Over this past weekend, out of Teacher Pat’s recommendation, I watched the documentary Censored Voices, directed by Israeli filmmaker Mor Lousy. This film depicts the soldiers’ anguish in the Six-Day War of 1967, a historical event in which Israel defeated the armies of Egypt, Syria and Jordan and expanded its territory. After the war ended, in search for a series of first-hand experience in battlefields, author Amos Oz and editor Avraham Shapira recorded conversations with soldiers who just returned home. Their focus was on the soldiers’ emotions rather than their achievements. The Israeli army, however, permitted only 30 percent of the recordings to be released at that time. Until recently, director Mor Lousy discovered these censored conversations and decided to publish them in order to reframe the victorious narrative of war in 1967.
The soldiers’ recounts of the war were filled with fear, horror and loathing. One soldier commented on his ruthless commander who instructed them to “show no mercy. Kill as many as possible.” Another returning soldiers left a profound remark that “war complicated them in a way that will be very hard to solve.” They were all confused, yet surprised by their calmness in shooting. One of the soldiers even felt that he was shooting at an amusement part, trying to win a prize and target at human beings as if they were inanimate objects. Another veterans said, “We’re not murderers, but it the war, we all became murderers.” Sadness was delivered throughout the entire film. One soldier recalled the moment when he discovered a photo of two beautiful children amongst the belongings of a dead Egyptian officer.
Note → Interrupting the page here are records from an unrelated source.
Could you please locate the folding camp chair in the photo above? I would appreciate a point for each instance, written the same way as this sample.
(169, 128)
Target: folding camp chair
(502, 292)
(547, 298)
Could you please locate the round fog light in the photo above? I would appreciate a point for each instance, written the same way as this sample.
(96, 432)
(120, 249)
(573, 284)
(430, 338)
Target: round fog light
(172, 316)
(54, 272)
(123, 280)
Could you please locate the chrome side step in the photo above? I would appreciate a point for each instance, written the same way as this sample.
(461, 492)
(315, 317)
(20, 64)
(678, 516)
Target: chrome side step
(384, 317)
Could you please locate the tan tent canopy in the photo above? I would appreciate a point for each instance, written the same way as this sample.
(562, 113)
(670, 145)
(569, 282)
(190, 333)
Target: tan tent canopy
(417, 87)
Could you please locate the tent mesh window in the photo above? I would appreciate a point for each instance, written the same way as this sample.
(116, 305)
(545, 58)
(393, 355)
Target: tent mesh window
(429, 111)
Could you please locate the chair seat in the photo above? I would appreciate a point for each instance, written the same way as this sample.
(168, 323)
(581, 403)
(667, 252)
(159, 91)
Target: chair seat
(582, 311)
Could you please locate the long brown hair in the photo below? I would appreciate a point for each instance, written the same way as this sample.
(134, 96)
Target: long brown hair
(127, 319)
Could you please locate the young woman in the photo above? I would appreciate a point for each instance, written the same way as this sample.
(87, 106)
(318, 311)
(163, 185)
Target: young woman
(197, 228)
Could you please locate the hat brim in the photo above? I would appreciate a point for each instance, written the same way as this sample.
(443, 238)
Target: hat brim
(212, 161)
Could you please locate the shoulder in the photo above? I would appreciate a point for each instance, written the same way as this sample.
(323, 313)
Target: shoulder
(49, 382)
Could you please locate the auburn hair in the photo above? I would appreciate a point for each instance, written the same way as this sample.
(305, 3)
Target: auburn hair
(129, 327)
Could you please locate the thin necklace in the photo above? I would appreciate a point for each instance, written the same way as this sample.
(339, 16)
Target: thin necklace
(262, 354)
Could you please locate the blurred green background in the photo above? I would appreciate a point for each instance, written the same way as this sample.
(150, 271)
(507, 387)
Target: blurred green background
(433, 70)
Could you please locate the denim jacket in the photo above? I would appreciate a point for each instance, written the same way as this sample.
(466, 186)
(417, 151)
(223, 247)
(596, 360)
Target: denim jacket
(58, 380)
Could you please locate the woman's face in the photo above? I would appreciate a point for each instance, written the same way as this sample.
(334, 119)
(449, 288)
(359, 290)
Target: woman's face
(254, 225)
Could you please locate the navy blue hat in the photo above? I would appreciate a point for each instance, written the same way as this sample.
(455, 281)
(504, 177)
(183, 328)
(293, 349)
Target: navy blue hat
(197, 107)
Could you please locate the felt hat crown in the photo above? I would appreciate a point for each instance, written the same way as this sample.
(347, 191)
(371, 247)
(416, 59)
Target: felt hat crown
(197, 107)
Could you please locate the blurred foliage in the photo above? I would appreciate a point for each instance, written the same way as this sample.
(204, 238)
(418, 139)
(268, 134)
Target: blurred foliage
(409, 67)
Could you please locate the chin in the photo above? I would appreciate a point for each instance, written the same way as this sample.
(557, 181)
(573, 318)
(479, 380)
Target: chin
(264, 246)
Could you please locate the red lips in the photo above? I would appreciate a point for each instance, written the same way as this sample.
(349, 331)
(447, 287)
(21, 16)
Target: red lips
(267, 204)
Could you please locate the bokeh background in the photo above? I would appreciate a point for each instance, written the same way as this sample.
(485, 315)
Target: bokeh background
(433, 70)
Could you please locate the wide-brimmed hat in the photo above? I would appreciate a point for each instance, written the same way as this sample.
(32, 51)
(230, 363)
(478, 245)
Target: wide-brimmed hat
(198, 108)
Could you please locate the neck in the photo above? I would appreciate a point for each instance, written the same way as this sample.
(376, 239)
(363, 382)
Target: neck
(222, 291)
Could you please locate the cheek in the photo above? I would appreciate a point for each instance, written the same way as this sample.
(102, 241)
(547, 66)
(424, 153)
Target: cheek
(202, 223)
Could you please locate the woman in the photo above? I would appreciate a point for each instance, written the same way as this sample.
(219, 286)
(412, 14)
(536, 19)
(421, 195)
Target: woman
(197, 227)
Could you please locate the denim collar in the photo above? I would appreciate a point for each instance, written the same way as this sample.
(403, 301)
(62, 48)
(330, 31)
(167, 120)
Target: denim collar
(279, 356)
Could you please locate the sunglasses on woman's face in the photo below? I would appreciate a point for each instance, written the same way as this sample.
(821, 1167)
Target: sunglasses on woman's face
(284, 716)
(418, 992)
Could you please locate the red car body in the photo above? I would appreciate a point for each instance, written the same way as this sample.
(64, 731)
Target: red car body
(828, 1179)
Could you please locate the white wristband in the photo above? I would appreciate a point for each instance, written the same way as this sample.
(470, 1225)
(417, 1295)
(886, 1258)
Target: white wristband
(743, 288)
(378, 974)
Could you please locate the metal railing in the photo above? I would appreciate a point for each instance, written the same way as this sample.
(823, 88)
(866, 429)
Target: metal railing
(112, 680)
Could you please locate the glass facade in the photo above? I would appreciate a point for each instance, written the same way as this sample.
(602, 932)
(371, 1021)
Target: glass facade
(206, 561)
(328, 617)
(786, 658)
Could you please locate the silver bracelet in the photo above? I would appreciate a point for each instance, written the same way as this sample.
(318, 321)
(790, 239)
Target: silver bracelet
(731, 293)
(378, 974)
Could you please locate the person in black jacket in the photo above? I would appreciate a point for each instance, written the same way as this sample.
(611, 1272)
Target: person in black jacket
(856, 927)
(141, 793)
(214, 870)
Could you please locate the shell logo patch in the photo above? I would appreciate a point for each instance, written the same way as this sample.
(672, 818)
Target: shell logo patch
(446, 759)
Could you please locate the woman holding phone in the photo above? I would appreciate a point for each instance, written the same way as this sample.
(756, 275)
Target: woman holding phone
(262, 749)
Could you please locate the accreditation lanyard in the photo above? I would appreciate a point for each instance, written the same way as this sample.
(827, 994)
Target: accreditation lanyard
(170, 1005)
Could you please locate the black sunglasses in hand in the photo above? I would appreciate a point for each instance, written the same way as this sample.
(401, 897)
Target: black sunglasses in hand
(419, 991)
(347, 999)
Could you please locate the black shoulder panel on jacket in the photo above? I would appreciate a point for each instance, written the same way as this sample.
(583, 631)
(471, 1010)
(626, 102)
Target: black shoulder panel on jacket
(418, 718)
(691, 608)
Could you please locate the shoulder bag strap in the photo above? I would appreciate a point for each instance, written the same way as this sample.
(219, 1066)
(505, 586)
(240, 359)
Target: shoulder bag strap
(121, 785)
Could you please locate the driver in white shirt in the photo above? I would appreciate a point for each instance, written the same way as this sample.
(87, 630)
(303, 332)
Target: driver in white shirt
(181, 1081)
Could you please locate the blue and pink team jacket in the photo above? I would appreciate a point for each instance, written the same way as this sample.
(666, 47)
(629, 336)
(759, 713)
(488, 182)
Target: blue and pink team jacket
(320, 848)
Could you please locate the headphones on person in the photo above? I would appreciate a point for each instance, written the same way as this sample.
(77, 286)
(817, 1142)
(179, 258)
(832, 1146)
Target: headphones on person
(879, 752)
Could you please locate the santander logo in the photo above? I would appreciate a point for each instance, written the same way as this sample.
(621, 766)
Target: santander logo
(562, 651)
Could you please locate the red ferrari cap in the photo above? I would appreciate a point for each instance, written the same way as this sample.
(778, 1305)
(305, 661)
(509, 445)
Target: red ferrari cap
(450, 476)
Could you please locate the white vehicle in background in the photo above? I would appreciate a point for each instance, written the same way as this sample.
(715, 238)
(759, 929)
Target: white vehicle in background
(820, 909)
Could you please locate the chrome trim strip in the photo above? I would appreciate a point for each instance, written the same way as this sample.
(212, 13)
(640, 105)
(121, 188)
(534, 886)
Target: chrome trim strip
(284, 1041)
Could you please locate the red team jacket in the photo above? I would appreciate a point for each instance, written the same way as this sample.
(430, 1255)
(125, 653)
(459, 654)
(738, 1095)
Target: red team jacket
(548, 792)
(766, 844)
After the soldiers noticed the lost of humanity in the battlefields, they were ashamed because they carried themselves as patriotic heroes when they first entered the war. Equipped with the depressing voices of veterans, this film unfolds a personal insight on viewing the realities of wars.
Mor Lousy, Amos Oz, and Avraham Shapira have further inspired me to conduct interviews and compile a short piece of writing in resemblance of my family members’ stories. It leads me to witness the greatness of personal narratives in formulating our worldview. Without this film, many of us cannot be aware of the soldiers’ torment and the destructive impacts of wars. Storytelling empowers people as it opens up conversations, informs the public of unknown narratives, and exchanges thoughts across different groups of people. It gives the victims an outlet to express their grievances and the perpetrators a chance to explain their motives.
Even though censorship is still a burden on the shoulders of many people in China, artists such as Mo Yan and Ai Weiwei are constantly seeking opportunities to publicize their concerns and criticism over the government’s stance on democracy and human rights. I hope to find a way to collect these unknown stories. They do not have to be published now, maybe later in the future, but it is worthwhile to unleash some of previously censored voices. Therefore, I am immensely excited to announce that, in the following two weeks, I have scheduled two interviews. One of them is with my grandmother who was born in 1949, the year the People’s Republic of China was established, and experienced the Cultural Revolution, and the other is with a family friend, a well-known scholar in Beijing. I am looking forward to these interviews and the information that I can gather from them!
Censored Voices. Dir. Mor Loushy. KNow Productions, 2015. DVD.